Cash is what drives growing companies. That's why "you've got to know how to do accurate forecasts, especially of your cash position," says Bob Purtell, the managing partner of Boardroom Partners, a New York City- based planning and corporate finance firm. Purtell's tips:

· Document your forecast's underlying assumptions. "Everyone has assumptions, even if they're not conscious ones," he says. "But in a growing business and a dynamic business environment, those assumptions will and should keep changing -- so make certain your forecasts keep up." It's also important to test those assumptions (about, say, interest rates, sales growth, and so forth) at least once each year.

· Stress-test those assumptions according to best- and worst-case scenarios. "Reality will probably fall in between" those scenarios, Purtell notes, "but if the worst occurs, you've got to make certain your company's cash position is strong enough to handle it."

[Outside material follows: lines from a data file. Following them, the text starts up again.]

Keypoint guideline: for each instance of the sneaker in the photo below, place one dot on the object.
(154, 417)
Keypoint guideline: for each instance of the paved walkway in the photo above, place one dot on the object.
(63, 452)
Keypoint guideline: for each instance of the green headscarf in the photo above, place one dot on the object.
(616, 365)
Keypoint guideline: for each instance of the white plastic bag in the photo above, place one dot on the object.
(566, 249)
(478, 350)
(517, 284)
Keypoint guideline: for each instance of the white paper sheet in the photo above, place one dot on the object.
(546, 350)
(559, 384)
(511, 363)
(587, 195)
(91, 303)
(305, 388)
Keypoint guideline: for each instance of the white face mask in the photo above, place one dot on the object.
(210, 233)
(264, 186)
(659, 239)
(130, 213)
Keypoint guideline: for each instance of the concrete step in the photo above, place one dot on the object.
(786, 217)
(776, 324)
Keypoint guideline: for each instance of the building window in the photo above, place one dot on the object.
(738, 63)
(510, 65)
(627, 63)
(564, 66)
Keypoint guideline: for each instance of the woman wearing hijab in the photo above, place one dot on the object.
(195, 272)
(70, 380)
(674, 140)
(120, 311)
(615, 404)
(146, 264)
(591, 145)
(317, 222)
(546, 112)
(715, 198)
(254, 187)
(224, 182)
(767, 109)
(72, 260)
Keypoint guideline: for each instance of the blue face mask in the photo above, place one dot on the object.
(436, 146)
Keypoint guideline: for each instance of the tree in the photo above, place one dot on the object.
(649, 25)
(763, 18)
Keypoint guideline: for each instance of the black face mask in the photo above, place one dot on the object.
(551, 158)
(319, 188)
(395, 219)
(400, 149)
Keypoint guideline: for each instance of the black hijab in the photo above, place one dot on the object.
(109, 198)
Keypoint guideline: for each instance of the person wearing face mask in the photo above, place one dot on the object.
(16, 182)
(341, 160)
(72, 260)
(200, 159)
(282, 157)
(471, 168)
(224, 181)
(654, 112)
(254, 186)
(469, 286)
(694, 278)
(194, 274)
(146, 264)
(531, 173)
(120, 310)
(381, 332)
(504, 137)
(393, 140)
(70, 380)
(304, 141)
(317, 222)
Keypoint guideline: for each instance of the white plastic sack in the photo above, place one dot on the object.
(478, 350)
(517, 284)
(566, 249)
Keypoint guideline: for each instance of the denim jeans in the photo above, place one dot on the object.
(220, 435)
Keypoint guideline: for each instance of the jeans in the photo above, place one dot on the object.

· Compare the accuracy of each period's forecast with actual business performance, before drawing up your next forecast. If assumptions aren't meeting reality, make adjustments accordingly. "One quick indicator of your forecast's accuracy is your weekly checking-account balance," says Purtell. "If its balance doesn't match your expectations, you need to figure out what went wrong -- and maybe even take some kind of action to prevent further problems." (For 10 tips on conserving cash, see "A Business-Survival Checklist," Finance, May 1995.)